Fillon et Hamon ont tous deux appelé à voter macron afin de barrer le chemin à Le Pen. Hamon a traité sa défaite de « profonde meurtrissure », de « défaite morale », et de « sanction historique » par l'électorat du PS pour la seconde fois depuis 15 ans. En 2002, le candidat de droite Jacques Chirac et Jean-Marie Le Pen, le père de Marine, ont éliminé Lionel Jospin du PS. 

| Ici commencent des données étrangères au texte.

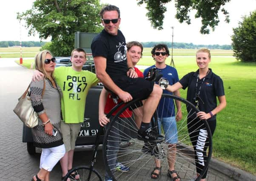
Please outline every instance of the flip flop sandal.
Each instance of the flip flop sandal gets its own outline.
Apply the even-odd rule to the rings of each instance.
[[[171,176],[171,174],[173,173],[176,173],[177,174],[177,176],[174,177],[173,177]],[[169,176],[172,179],[173,181],[176,181],[176,180],[179,179],[179,180],[180,180],[180,177],[178,175],[177,173],[177,172],[176,170],[173,170],[171,171],[170,171],[169,170],[168,170],[168,176]]]
[[[36,178],[37,179],[36,181],[35,181],[34,179],[34,177],[33,177],[33,178],[32,178],[32,180],[31,180],[31,181],[42,181],[42,180],[41,180],[37,176],[37,174],[36,175],[35,175],[36,177]]]
[[[161,167],[160,168],[158,167],[155,167],[154,168],[154,170],[153,170],[153,171],[152,171],[152,172],[151,173],[151,178],[154,178],[154,179],[157,179],[157,178],[158,178],[159,175],[160,175],[160,174],[161,174],[161,169],[162,169],[162,167]],[[159,170],[159,173],[157,173],[154,172],[154,171],[155,171],[156,170]],[[156,175],[156,176],[155,177],[153,176],[152,175]]]

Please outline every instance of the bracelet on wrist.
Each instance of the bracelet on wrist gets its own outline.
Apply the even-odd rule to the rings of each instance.
[[[210,117],[212,117],[213,116],[213,114],[212,112],[211,112],[211,111],[210,111],[209,112],[209,114],[210,114]]]
[[[49,123],[49,122],[50,122],[50,119],[48,119],[48,120],[47,120],[47,121],[46,121],[46,122],[45,122],[45,123],[43,122],[42,123],[43,125],[44,126],[46,124],[47,124],[48,123]]]

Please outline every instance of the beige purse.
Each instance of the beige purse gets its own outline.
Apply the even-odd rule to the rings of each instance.
[[[44,79],[43,81],[43,89],[42,92],[42,99],[46,86]],[[30,100],[30,92],[28,91],[30,86],[30,84],[28,85],[25,92],[18,99],[19,102],[13,111],[26,126],[29,128],[34,128],[38,125],[38,116],[32,106]]]

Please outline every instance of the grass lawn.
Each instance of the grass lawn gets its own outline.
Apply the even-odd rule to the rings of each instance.
[[[144,57],[139,65],[154,64],[151,48],[145,48]],[[181,78],[196,71],[195,50],[175,49],[174,57]],[[213,136],[213,156],[224,162],[256,175],[256,64],[237,61],[230,57],[231,50],[212,50],[213,56],[210,67],[222,79],[227,107],[217,117],[217,127]],[[24,60],[28,68],[33,60]],[[166,64],[170,64],[169,57]],[[186,90],[181,90],[186,97]]]
[[[39,52],[41,47],[23,47],[22,53],[23,57],[34,57]],[[20,47],[0,48],[0,56],[2,58],[17,58],[20,57]]]
[[[179,78],[198,69],[195,57],[174,58]],[[210,65],[224,84],[227,106],[217,117],[213,136],[213,156],[256,175],[256,64],[228,57],[213,57]],[[171,58],[166,63],[170,64]],[[154,61],[144,57],[139,64]],[[181,89],[186,97],[187,90]]]

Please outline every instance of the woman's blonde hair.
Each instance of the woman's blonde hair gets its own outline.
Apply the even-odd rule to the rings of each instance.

Fillon a appelé au rassemblement et déclaré, « Cette défaite c'est la mienne. C'est à moi et a moi seul qu'il convient de la porter ». Evoquant le danger de « chaos », de « faillite », et d'une « sortie de l'euro » si le FN prenait le pouvoir, il a déclaré son intention de voter pour Macron.

Le second tour ne résoudra rien, quelle que soit son issue, et ne fait que préparer des conflits sociaux explosifs. L'électorat est confronté au choix entre une néo-fasciste et Macron, un banquier de Rothschild qui a formulé la politique économique profondément impopulaire de Hollande, et qui a proposé de rétablir le service militaire en déclarant que la guerre est un « horizon possible de la politique ». Macron ne représente pas une alternative à Le Pen pour les travailleurs : il défend l'état d'urgence ainsi que l'austérité et la préparation de la guerre.

De profondes contradictions minent sa tentative hier soir de rassembler la population contre Le Pen au second tour. Il se donne pour un jeune indépendant qui dépasse le clivage gauche-droite et renouvèle la France, mais c'est un ex-haut responsable d'un gouvernement PS qui a le soutien de presque toute la classe politique. S'il est élu, les travailleurs se rendront rapidement compte que son programme réactionnaire ne fait que continuer et approfondir la politique du PS et de Hollande.

Macron s'est dit content de son succès dans la réorientation de la politique française. « Je mesure l'honneur et l'insigne responsabilité qui me revient », a-t-il dit. « En une année, nous avons changé le visage de la vie politique française ».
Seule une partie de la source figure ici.